When traveling, insulin with accessories should be at hand. This is also important because there is less chance of getting lost. There are basics on how to prepare for a longer and longer journey for people who use insulin therapy. It takes a little good planning first of all to have everything you need on the trip. This is especially important when going on longer trips or trips abroad.
During cold weather, care should be taken not to freeze the insulin. Then it should be carried in inside pockets. For summer travel, care should be taken not to overheat the insulin. Patients on insulin therapy should never drive for more than two hours.
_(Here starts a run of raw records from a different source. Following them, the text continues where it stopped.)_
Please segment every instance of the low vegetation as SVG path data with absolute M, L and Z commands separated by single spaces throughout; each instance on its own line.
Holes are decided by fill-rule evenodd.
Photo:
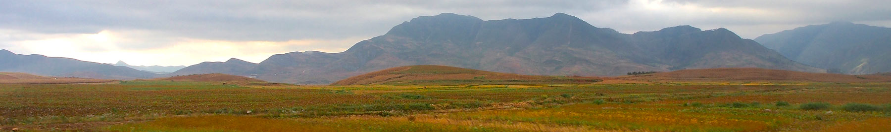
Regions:
M 0 128 L 73 131 L 869 131 L 891 83 L 0 86 Z

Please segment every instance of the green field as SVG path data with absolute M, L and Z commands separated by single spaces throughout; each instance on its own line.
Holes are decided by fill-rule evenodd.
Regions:
M 27 131 L 887 131 L 891 83 L 0 85 Z

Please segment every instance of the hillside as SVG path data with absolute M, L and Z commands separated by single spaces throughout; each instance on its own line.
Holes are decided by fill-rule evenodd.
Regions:
M 0 83 L 22 83 L 22 84 L 69 84 L 69 83 L 102 83 L 116 82 L 116 80 L 71 78 L 71 77 L 46 77 L 34 75 L 25 73 L 0 73 Z
M 183 69 L 183 68 L 185 67 L 184 66 L 131 66 L 129 64 L 127 64 L 124 61 L 118 61 L 118 63 L 115 63 L 114 66 L 127 66 L 127 67 L 130 67 L 130 68 L 133 68 L 133 69 L 136 69 L 136 70 L 140 70 L 140 71 L 146 71 L 146 72 L 149 72 L 149 73 L 154 73 L 154 74 L 170 74 L 170 73 L 173 73 L 173 72 L 176 72 L 176 70 Z
M 782 81 L 782 82 L 887 82 L 891 76 L 886 75 L 848 75 L 836 74 L 805 73 L 763 68 L 710 68 L 689 69 L 650 74 L 626 75 L 617 77 L 641 81 L 695 81 L 695 82 L 733 82 L 733 81 Z
M 331 83 L 390 67 L 439 65 L 533 75 L 611 76 L 635 71 L 762 67 L 823 72 L 724 29 L 690 26 L 622 34 L 564 13 L 482 20 L 442 13 L 403 22 L 346 51 L 290 52 L 259 64 L 202 63 L 175 74 L 257 74 L 277 82 Z
M 47 76 L 133 80 L 159 76 L 126 66 L 43 55 L 19 55 L 0 50 L 0 72 L 28 73 Z
M 891 28 L 850 22 L 811 25 L 755 39 L 783 56 L 840 74 L 891 72 Z
M 262 80 L 257 80 L 244 76 L 225 74 L 178 75 L 167 78 L 150 79 L 148 81 L 200 82 L 219 83 L 225 85 L 284 85 L 281 83 L 272 83 Z
M 349 77 L 331 85 L 568 84 L 601 81 L 585 77 L 521 75 L 445 66 L 409 66 Z

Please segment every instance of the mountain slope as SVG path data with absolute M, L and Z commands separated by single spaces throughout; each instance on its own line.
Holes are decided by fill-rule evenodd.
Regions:
M 445 66 L 408 66 L 349 77 L 331 85 L 584 84 L 601 81 L 585 77 L 503 74 Z
M 141 70 L 141 71 L 147 71 L 147 72 L 154 73 L 154 74 L 169 74 L 169 73 L 176 72 L 176 70 L 183 69 L 183 68 L 185 67 L 184 66 L 130 66 L 130 65 L 127 64 L 124 61 L 118 61 L 118 63 L 115 63 L 113 66 L 127 66 L 127 67 L 130 67 L 130 68 L 133 68 L 133 69 Z
M 850 22 L 811 25 L 755 39 L 805 65 L 842 74 L 891 72 L 891 28 Z
M 0 83 L 9 84 L 70 84 L 70 83 L 104 83 L 116 82 L 116 80 L 72 78 L 72 77 L 46 77 L 34 75 L 25 73 L 3 73 L 0 72 Z
M 212 69 L 205 73 L 256 74 L 259 79 L 279 82 L 330 83 L 415 65 L 583 76 L 736 66 L 822 71 L 787 59 L 723 28 L 702 31 L 688 26 L 627 35 L 564 13 L 501 20 L 442 13 L 412 19 L 339 53 L 290 52 L 238 71 L 192 66 Z M 204 74 L 184 70 L 176 73 Z
M 18 55 L 6 50 L 0 50 L 0 72 L 116 80 L 132 80 L 157 76 L 155 74 L 126 66 L 115 66 L 68 58 L 51 58 L 43 55 Z
M 225 85 L 284 85 L 280 83 L 272 83 L 266 81 L 244 77 L 244 76 L 238 76 L 238 75 L 225 74 L 179 75 L 179 76 L 155 78 L 155 79 L 142 80 L 142 81 L 200 82 L 214 82 Z

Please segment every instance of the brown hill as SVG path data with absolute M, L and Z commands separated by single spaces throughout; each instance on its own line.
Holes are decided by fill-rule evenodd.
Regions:
M 393 67 L 349 77 L 331 85 L 488 85 L 592 83 L 601 80 L 589 77 L 522 75 L 445 66 Z
M 284 85 L 282 83 L 273 83 L 262 80 L 225 74 L 207 74 L 172 76 L 168 78 L 156 78 L 149 81 L 171 81 L 171 82 L 215 82 L 226 85 Z
M 0 73 L 0 83 L 21 84 L 68 84 L 68 83 L 102 83 L 114 82 L 116 80 L 73 78 L 73 77 L 46 77 L 25 73 Z
M 763 68 L 710 68 L 679 70 L 667 73 L 619 76 L 620 79 L 642 81 L 789 81 L 819 82 L 891 82 L 891 76 L 848 75 L 835 74 L 805 73 Z
M 276 82 L 331 83 L 417 65 L 560 76 L 716 67 L 825 71 L 789 60 L 725 28 L 678 26 L 629 35 L 564 13 L 500 20 L 443 13 L 412 19 L 343 52 L 290 52 L 258 64 L 202 63 L 174 74 L 257 74 Z

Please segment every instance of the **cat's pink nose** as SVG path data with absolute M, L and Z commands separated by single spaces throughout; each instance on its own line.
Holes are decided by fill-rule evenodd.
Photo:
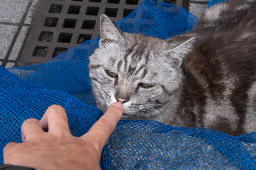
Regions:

Then you should take a short break and have a snack and control your blood sugar. When planning trips for a long time, it is good to consult a doctor who will give some additional and useful advice.
When planning a trip, be sure to pack all the medications you use. Make sure you have an insulin pen and one extra pen. Do the same with the needles. Persons using an insulin pump should bring a spare insulin reservoir, infusion sets, pump batteries. If you are not sure if you have enough insulin kits, insulin or needles, go to the doctor before the trip to write your prescriptions. Be sure to pick up all medications at the pharmacy before traveling. Also, don’t forget to bring a glucometer, a self-monitoring diary, and a sufficient number of blood sugar test strips.
When traveling alone (unaccompanied) it is good to have a card in your personal luggage, a bracelet on your hand or a pendant in your pocket that says you are diabetic or a person who uses insulin therapy. This is the best way to help other people in some emergencies. Check with your doctor or one of the Diabetes Associations in your district / canton / region where you can get such items. Many associations share such useful things with their members. Make sure you have spare food (sandwich, fruit, chocolate, candy) in your handbag or purse. It is good to carry a sugar cube, a small bag of honey or glucose candies in your pocket because they are most effective when your blood sugar “falls” below normal values. It is good to carry a bottle of water.
If you are traveling to another country, it is good to carry a prescription and a doctor’s confirmation that you are receiving insulin so that you would not have any inconveniences at border crossings (or airport controls). When buying a travel Health insurance emphasize that you have diabetes and that you use insulin. Inform your travel companions and organizers also about your health so that they can help if needed.
When traveling, always keep your insulin in your handbag or on hand and make sure that your insulin does not heat up. This is especially important on warm days. In many pharmacies, you can get small bags with thermal insulation in which the insulin will stay cold even at the hottest temperatures. Inquire at the nearby Diabetes Association as associations often give these bags to their members or sell them at very reasonable prices. As a last resort, if you do not have a bag like this and you need to travel, then you can keep the insulin pen in a small empty thermos bottle.
If you go to the beach, it is best to keep insulin among the wardrobe in a bag left in deep shade. The same goes for wintering when insulin needs to be protected from too low a temperature.
When traveling by plane, you carry insulin (and everything else a diabetic needs) in your hand luggage, not in the suitcase you hand over and go to the luggage compartment. The temperature in the luggage compartment is often too low, so insulin can freeze there and become unusable. Once insulin has frozen, it should no longer be used as it becomes unusable. Therefore, it must not be used even when thawed. If you need to put insulin reserves in a suitcase (which will be transported to the luggage compartment), put it in the middle of the wardrobe to avoid freezing insulin. Traveling with insulin is neither difficult nor impossible. It requires a little planning to make the trip go smoothly. It is best to have a written list to check everything you need for travel. Ask your doctor or specialist for diabetics (endocrinologist) for any additional advice and information.